On 28/11/06, Ivan Gyurdiev ivg231@gmail.com wrote:
- Software shaders currently simply don't work. If we do get software
shaders it'll likely be vertex only.
So, we should allow hardware pixel shaders, and software vertex shaders.
I could see someone using software vertex shaders if he's got no hardware support for shaders, although it's questionable if such a card would be able to effectively run an application that requires them anyway.
Software shaders are chosen if (1) there's no support for hardware, (2) the user elected software, or (3) the application elected software, and (3) is required as part of the DirectX spec.
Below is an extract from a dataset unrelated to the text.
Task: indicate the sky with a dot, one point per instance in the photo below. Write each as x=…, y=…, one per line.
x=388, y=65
Software shaders, sure. That doesn't mean you have to be able to mix them with hardware shaders. 1 doesn't apply if there's support for hardware pixel shaders, 2 is silly if there's support for hardware pixel shaders, and 3 selects software shaders for *both* vertex and pixel shaders.
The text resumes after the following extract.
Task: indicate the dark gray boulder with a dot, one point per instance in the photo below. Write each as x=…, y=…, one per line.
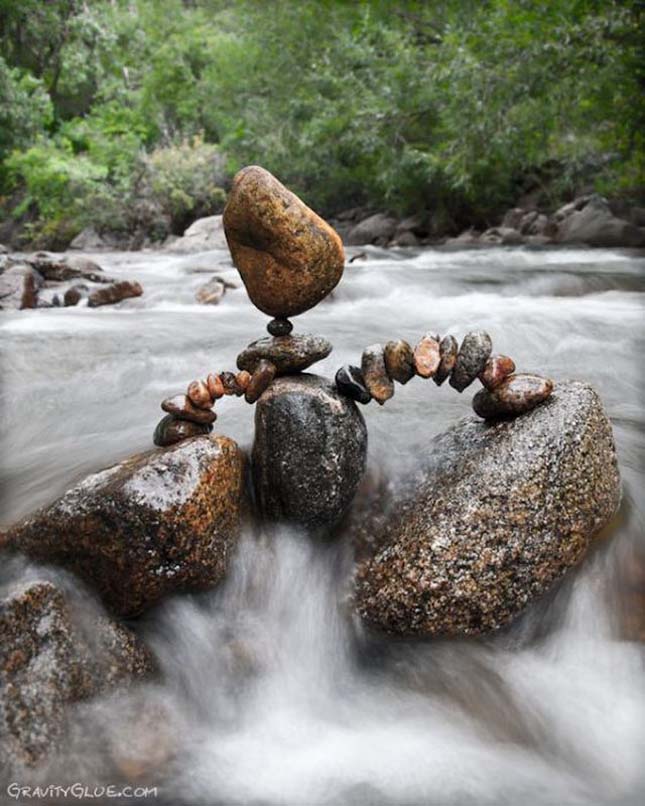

Mesa is possibly a better option there. Either way, you're not going to be using software vertex shaders together with HW pixel shaders, that's just silly
Well, I was able to identify at least one bug that way [ improper initialization of vertex shader output register ].
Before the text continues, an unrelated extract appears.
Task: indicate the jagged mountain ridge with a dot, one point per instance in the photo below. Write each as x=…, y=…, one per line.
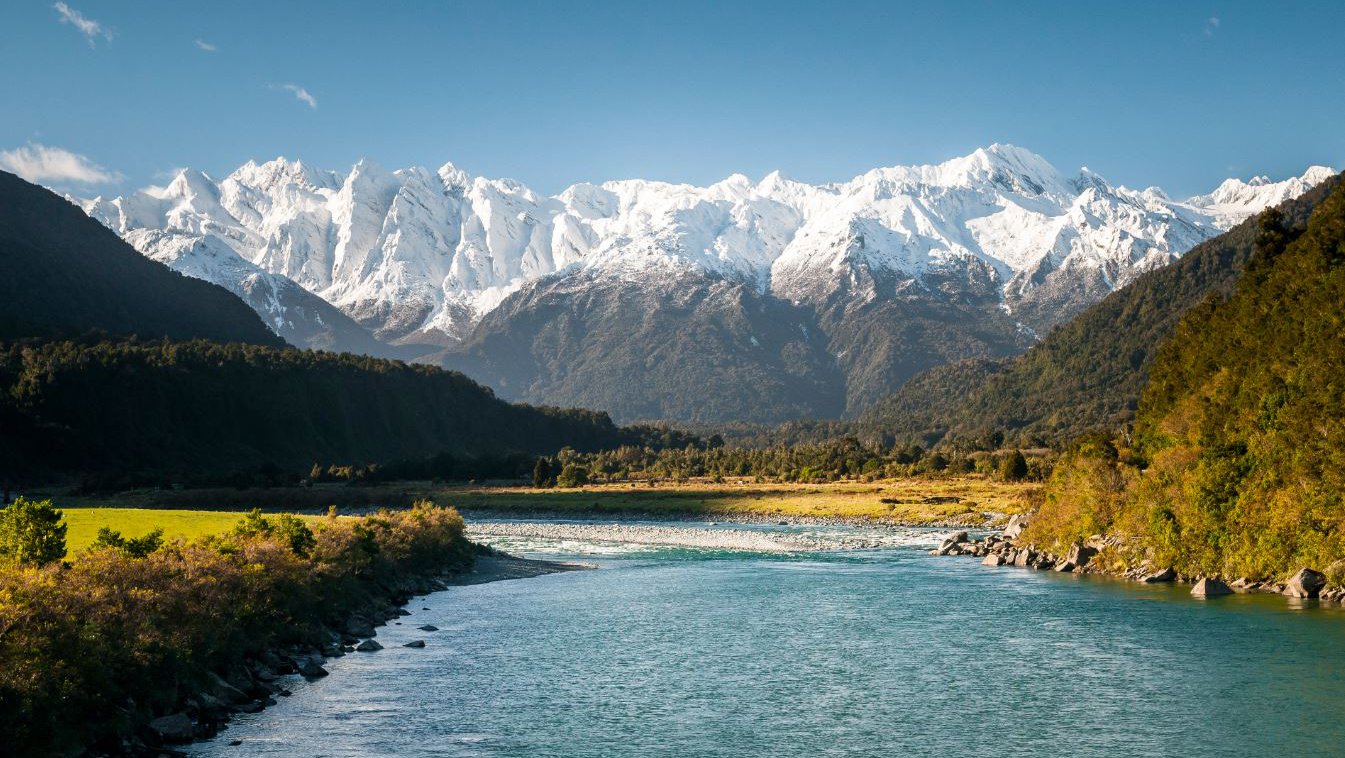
x=903, y=268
Well, that's nice. However, I don't think that's enough of a reason to be able to mix backends for vs & ps.
So imo it just adds complexity to the code without giving much of a benefit.
You're taking two logically separate concepts, and merging them together for no good reason at all. I'm just not sure what the purpose is - at the very least you'd be able to turn off pixel and vertex separately as a user override. Once geometry shaders come into play, I think they should get their own flag too.
Vertex shaders and pixel shaders are not separate concepts at all. Not in GLSL, not in D3D, and even less so in D3D10. Either way, I still don't see the benefit of mixing different backends.